6. The method for preparing a cerium iodate and sulfate second-order nonlinear optical crystal according to claim 3, wherein the temperature of the hydrothermal condition is 150-230 ℃ and the crystallization time is not less than 24 h.

7. The method for preparing the cerium iodate and sulfate second-order nonlinear optical crystal according to claim 3, wherein after crystallization is completed, the obtained product is cooled to room temperature at a cooling rate of 0.5-15 ℃/h, and then the product is filtered and cleaned to obtain the target product.

8. The method for preparing the cerium iodate and sulfate second-order nonlinear optical crystal as claimed in claim 3, wherein the crystallization process is performed in a closed reaction kettle.

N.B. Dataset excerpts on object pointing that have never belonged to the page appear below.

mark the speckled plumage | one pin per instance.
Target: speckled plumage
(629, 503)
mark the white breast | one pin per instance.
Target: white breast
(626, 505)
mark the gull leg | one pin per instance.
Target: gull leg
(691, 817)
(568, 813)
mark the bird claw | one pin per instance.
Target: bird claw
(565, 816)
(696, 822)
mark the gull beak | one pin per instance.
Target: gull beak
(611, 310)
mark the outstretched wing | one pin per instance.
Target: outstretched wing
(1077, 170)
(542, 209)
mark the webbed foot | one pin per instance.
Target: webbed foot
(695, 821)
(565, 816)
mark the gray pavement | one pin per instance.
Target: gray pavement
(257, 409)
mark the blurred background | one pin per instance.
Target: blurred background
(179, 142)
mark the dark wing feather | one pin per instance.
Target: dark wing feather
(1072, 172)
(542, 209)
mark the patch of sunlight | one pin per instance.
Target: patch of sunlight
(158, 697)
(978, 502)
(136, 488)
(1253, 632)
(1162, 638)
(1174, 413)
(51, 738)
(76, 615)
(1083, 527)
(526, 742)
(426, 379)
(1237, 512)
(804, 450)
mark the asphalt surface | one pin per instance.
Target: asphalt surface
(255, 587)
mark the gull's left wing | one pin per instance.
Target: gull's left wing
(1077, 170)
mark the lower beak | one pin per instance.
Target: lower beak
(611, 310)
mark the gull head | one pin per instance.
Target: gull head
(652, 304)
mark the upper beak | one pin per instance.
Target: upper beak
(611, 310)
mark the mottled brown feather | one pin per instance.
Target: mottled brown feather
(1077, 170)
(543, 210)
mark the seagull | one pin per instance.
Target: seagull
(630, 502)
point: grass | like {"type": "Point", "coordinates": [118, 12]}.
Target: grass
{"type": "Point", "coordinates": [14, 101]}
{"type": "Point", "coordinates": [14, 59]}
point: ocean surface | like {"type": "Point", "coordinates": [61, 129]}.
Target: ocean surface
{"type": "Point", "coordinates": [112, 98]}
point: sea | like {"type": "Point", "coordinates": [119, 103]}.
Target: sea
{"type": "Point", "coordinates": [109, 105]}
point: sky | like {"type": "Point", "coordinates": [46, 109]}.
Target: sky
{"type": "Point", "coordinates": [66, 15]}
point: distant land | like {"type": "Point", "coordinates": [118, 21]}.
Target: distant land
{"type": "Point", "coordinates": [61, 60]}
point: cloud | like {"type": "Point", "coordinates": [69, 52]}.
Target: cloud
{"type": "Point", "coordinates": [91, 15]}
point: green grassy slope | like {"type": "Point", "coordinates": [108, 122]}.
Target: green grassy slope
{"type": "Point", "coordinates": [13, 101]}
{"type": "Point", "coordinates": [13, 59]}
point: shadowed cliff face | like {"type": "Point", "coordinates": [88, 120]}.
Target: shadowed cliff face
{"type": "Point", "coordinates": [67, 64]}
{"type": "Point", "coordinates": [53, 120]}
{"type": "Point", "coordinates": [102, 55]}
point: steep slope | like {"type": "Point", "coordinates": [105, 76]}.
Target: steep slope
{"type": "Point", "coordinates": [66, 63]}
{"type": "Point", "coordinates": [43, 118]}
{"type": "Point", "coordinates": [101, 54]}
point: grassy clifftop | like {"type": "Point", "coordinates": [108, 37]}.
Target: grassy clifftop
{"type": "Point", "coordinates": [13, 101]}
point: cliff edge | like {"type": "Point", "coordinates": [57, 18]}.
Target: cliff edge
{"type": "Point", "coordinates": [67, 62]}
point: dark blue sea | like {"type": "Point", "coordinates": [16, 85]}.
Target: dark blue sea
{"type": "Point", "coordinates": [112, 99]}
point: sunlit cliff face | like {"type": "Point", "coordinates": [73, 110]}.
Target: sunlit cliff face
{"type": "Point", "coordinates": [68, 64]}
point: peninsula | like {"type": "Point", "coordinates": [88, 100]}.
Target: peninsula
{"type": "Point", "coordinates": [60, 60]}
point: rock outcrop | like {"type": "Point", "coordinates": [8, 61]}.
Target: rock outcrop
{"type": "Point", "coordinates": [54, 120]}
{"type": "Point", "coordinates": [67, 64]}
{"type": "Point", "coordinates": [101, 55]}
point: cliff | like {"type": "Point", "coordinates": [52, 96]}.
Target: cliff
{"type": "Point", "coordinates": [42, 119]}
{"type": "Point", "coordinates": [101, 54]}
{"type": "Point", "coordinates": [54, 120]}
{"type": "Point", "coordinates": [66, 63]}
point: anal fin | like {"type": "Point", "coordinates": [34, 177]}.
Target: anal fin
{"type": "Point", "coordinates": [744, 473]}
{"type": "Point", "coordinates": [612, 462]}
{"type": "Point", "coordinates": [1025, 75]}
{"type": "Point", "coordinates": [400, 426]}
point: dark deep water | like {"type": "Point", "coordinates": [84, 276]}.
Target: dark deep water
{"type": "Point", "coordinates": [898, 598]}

9. The use of the cerium iodate and sulfate second order nonlinear optical crystal as claimed in claim 1, wherein the second order nonlinear optical crystal is used for visible, mid-far infrared laser frequency conversion output.

10. The use of a cerium iodate and sulfate second order nonlinear optical crystal according to claim 9, wherein the second order nonlinear optical crystal is used for preparing a frequency doubling generator, an optical parametric oscillator, an optical parametric amplifier and/or a photoelectric rectifier.